# What would make a 4L80E transmission overheat?



## TPCLandscaping (Jan 19, 2012)

Just put a re-man 4L80E in my 99 3500 chevy and within 60 miles its already burnt the fluid. I don't have a tranny temp gauge in that truck so i wasn't able to monitor that. I put about 20 miles on it and checked the fluid and it was fine. I did some sanding during that 20 miles but no pushing. I went out to push this last storm and by the time i had finished my 3rd property i could smell something hot and figured it was transmission fluid. Sure enough when i pulled the dipstick the fluid was smoking and it showed that it was "over full" on the dip stick. Now when its cold i checked the fluid and it was at the "hot" mark which means the transmission is over full. It didn't show this when i checked it at the 20 mile mark. Could the cooler be plugged? would the transmission be able to bypass the cooler if it was plugged?


----------



## Mark13 (Dec 3, 2006)

Depending what happened to the last trans the cooler/lines my be plugged. 

In my experience every time a truck gets a "new" auto trans the cooler and lines are flushed out or replaced. It's not fun to spend more money on top of the cost of the trans but it's better then ruining a new transmission. A few hundred in parts is better then a $2k or more transmission. Especially if you get into the modded diesel stuff and your looking at a trans that easily could be $4k or more.


----------



## TPCLandscaping (Jan 19, 2012)

i ran flush threw the cooler then compressed air. we used soft transmission lines to tie everything together instead of hard lines. Im feeling like i should have put a new larger cooler in just because this truck is used 90% for plowing


----------



## dieselss (Jan 3, 2008)

It should have 2 coolers. One in the rad and one if front of the rad.

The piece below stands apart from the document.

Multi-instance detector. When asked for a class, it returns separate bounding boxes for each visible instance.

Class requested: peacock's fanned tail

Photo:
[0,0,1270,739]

Did you flush both 
The reason its overfilled hot is normal.


----------



## TPCLandscaping (Jan 19, 2012)

i think the lines just run to the one in front of the radiator


----------



## dieselss (Jan 3, 2008)

I find that hard to believe that there isnt any going to the radiator. I could be wrong but on all our auto trks theres always 3 lines and a rad and external cooler


----------



## maxwellp (Feb 16, 2013)

Did it ever get foamy? Over full will kill a transmission. Would not be the first bad rebuild. Can you take it back to the re builder?


----------



## Midwest BuildIt Inc (Nov 14, 2004)

you said you used soft lines, even the long ones, from trans to cooler? could it be collapsing the lines pulling fluid through? or the heat is swelling the lines and the inside is getting smaller and not getting enough flow?

also, unless the front trans cooler is huge. probably not big enough alone to cool trans. should go through radiator too.


----------



## derekbroerse (Mar 6, 2004)

Always run thru the radiator cooler first, then the AUXILLERY cooler... its meant to help, not do the whole job. Hard tubing is better than soft lines (which I am assuming you mean hose)... and there is nothing wrong with reusing a cooler in good condition with a thorough flushing/back flushing.


----------



## TPCLandscaping (Jan 19, 2012)

maybe the lines aren't stiff enough… i feel like something is clogged… putting a new cooler and new lines on today. I would think a rubber line would be fine since you see a lot of race cars and hot rods using rubber lines to their transmission coolers. 

i'll look and see where the lines go a little better. I really thought all my basis were covered when i flushed the cooler lines clean. I got this transmission out of a shop in denver colorado, so i can't just pull it out and drive there to have them look through it.


----------



## TPCLandscaping (Jan 19, 2012)

yes it does run into the radiator first then out to the cooler.. pulled the return line off and the fluid flows with no problem.
I just pulled the transmission out and it will head back to the builder and they will hopefully send me another one asap!


----------



## Whiffyspark (Dec 23, 2009)

TPCLandscaping;1750454 said:


> maybe the lines aren't stiff enough… i feel like something is clogged… putting a new cooler and new lines on today. I would think a rubber line would be fine since you see a lot of race cars and hot rods using rubber lines to their transmission coolers.
> 
> i'll look and see where the lines go a little better. I really thought all my basis were covered when i flushed the cooler lines clean. I got this transmission out of a shop in denver colorado, so i can't just pull it out and drive there to have them look through it.


Rubber lines to aux cooler is fine. Rubber lines from trans to main cooler isn't


----------



## TPCLandscaping (Jan 19, 2012)

Whiffyspark;1750964 said:


> Rubber lines to aux cooler is fine. Rubber lines from trans to main cooler isn't


why isn't that ok? i had a gm tech look at it tonight as i was pulling it out and he said the rubber lines were fine. They are the orange high pressure hose.


----------



## derekbroerse (Mar 6, 2004)

They might be 'ok' they just tend to be more prone to getting cut, pinched, rubbed thru, torn off on snow banks, etc.

Also keep in mind the steel tubing acts like additional cooling capacity, radiating the heat, where the rubber will tend to insulate it and keep it in. Let's just say the factory knew what they were doing when they put steel tubing on the truck instead of hose...

Part of your problem? Not necessarily... as long as it isn't pinched over in a bend or something. But it's not helping either.


----------



## TPCLandscaping (Jan 19, 2012)

derekbroerse;1751618 said:


> They might be 'ok' they just tend to be more prone to getting cut, pinched, rubbed thru, torn off on snow banks, etc.
> 
> Also keep in mind the steel tubing acts like additional cooling capacity, radiating the heat, where the rubber will tend to insulate it and keep it in. Let's just say the factory knew what they were doing when they put steel tubing on the truck instead of hose...
> 
> Part of your problem? Not necessarily... as long as it isn't pinched over in a bend or something. But it's not helping either.


well that makes sense! 
transmission shipped back to the shop yesterday, and of course calling for a storm thursday into friday……then calling for more snow at the beginning of the week. hopefully my dodge holds up..


----------